Safe Browsing API

Safe Browsing Lookup API Developer's Guide

The Google Safe Browsing Lookup API is an experimental API that allows applications to check URLs against Google's constantly-updated lists of suspected phishing and malware pages.

In addition to providing some background on the capabilities of the Safe Browsing API, this document provides examples for interacting with the API by sending HTTP messages to perform lookups. This document also includes information about the HTTP response code and suggestions for debugging error codes.

Contents

  1. Overview
  2. Getting started
  3. A Quick Example
    1. Using GET Method
    2. Using POST Method
  4. Protocol Specification
    1. HTTP GET Request
      1. Request URL
      2. Response Code
      3. Response Body
    2. HTTP POST Request
      1. Request URL
      2. Request Body
      3. Response Code
      4. Response Body
  5. Acceptable Usage in Clients
    1. Usage Restrictions
    2. End-User Visible Warnings
  6. Report Incorrect Data
    1. Report Phishing URLs
    2. Report Phishing Errors
    3. Report Malware URLs
    4. Report Malware Errors
  7. References
  8. Appendix
    1. R-BNF

Overview

The Safe Browsing Lookup API is designed to provide a simple interface for the applications that just want to query the state of URLs, do not mind sending the URL to Google, and are willing to accept the latency implied by a network roundtrip. Using the Lookup API, clients simply query the URL(s) through HTTP GET or POST request and get the state of the URL(s) directly from the server.

Getting Started

First you need to request an API key, which will authenticate you as an API user. In order to obtain an API key, you must have a Google account. You may create a Google account or log in with your existing Google account and sign up for the API at http://www.google.com/safebrowsing/key_signup.html

Please note that if you violate the requirements detailed in the Acceptable Usage in Clients section, your key may be disabled for a period of time.
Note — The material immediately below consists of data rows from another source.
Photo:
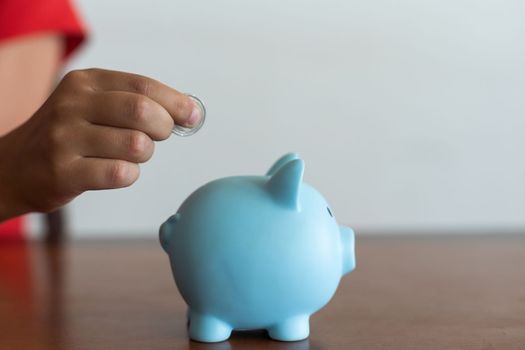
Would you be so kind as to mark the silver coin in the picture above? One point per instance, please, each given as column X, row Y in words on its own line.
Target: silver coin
column 187, row 131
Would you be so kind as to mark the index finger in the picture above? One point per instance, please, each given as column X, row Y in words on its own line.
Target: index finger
column 182, row 108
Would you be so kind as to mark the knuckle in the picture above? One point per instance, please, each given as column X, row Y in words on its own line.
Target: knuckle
column 76, row 75
column 56, row 137
column 119, row 174
column 140, row 85
column 138, row 145
column 139, row 107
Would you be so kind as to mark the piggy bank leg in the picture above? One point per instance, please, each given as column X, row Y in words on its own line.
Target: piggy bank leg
column 208, row 329
column 291, row 329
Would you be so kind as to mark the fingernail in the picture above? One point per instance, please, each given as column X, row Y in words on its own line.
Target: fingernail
column 194, row 117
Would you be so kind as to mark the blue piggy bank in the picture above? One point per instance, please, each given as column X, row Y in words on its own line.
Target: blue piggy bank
column 256, row 252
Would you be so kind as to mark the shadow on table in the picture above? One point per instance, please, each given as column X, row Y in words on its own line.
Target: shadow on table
column 241, row 340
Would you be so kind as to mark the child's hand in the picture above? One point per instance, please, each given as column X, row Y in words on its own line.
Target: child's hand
column 90, row 134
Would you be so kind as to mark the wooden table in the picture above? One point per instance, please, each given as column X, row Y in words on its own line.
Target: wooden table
column 406, row 293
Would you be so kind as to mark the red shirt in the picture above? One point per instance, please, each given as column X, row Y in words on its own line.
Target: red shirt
column 25, row 17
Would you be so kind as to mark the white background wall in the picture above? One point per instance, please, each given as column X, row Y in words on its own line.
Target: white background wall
column 409, row 114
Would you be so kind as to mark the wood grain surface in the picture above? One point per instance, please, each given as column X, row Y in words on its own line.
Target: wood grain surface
column 406, row 293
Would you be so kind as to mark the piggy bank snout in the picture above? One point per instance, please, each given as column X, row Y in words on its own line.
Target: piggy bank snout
column 348, row 251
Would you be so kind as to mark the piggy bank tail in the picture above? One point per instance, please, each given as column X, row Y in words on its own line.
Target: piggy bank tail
column 166, row 232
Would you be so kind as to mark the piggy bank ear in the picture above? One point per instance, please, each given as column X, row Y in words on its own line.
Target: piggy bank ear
column 285, row 183
column 282, row 161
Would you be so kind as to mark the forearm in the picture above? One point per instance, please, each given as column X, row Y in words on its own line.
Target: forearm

Next you need to choose either the GET or POST method to perform your lookup. The GET method is simple, but you can query only one URL per request and you need to encode the URL to be looked up yourself. The POST method allows the client to specify up to 500 URLs in the POST body per request and does not require the API user to encode the URLs in the request body.

A Quick Example

We will use a quick example to show how the lookup API works.

Using GET Method

Client's request URL:

https://sb-ssl.google.com/safebrowsing/api/lookup?client=demo-app&apikey=12345&appver=1.5.2&pver=3.0&url=http%3A%2F%2Fianfette.org%2F

Server's response code:

200

Server's response body:

malware

Using POST Method

Client's request URL:

https://sb-ssl.google.com/safebrowsing/api/lookup?client=firefox&apikey=12345&appver=1.5.2&pver=3.0

Client's request Body:

2
http://www.google.com/
http://ianfette.org/

Server's response code:

200

Server's response body:

ok
malware

In this example, the server responses with the state of the queried URLs one by one in the response body, in the same order as in the request.

Protocol Specification

HTTP GET Request

The API user can perform the lookup through a simple HTTP GET request. In this way, the client can only lookup one URL per request.

Request URL

The API user performs a GET request by sending the following URL:

https://sb-ssl.google.com/safebrowsing/api/lookup?client=CLIENT&apikey=APIKEY&appver=APPVER&pver=PVER&url=URL

Required CGI parameters:

  • The client parameter indicates the type of client, it could be any name of the client’s choice. However, we suggest the name you choose represents the true identity of the client, e.g. “firefox” or “facebook”.
  • The appver parameter indicates the version of the client, e.g. "1.5.2".
  • The apikey parameter indicates your API key.
  • The pver parameter indicates the protocol version that the client supports. Currently this should be "3.0". The format is "major.minor". If we update the protocol, we will make sure that minor revisions are always compatible; however major revision will be incompatible and the server MAY NOT be able to cope with an older protocol.
  • The url parameter indicates the url the client wants to lookup. It must be a valid URL (non ASCII characters must be in UTF-8) and needs to be encoded properly to avoid confusion. For example, if the url contains '&', it could be interpreted as the separator of the CGI parameters. We require the API users to use the percent encoding for the set of "reserved characters", which is defined in RFC 3986 . A summary of the percent encoding can be found here.

Formal R-BNF description:

CLIENT  = (LOALPHA | "-")+
APIKEY = (ALPHA | DIGIT)+
APPVER = DIGIT ["." DIGIT]
PVER = 3 "." DIGIT
URL = valid URL string following the RFC 1738

Response Code

The server generates the following HTTP response codes for the GET request:

  • 200: The queried URL is either phishing, malware or both, see the response body for the specific type.
  • 204: The requested URL is legitimate, no response body returned.
  • 400: Bad Request — The HTTP request was not correctly formed.
  • 401: Not Authorized — The apikey is not authorized
  • 503: Service Unavailable — The server cannot handle the request. Besides the normal server failures, it could also indicate that the client has been “throttled” by sending too many requests

Possible reasons for the Bad Request (HTTP code 400):

  • Not all the required CGI parameters are specified
  • Some of the CGI parameters are empty
  • The queried URL is not a valid URL or not properly encoded

Response Body

For a GET request, the server will include the actual type of URL in the response body when the queried URL matches either the phishing or malware lists (i.e. response code =200):

GET_RESP_BODY = “phishing” | “malware” | “phishing,malware”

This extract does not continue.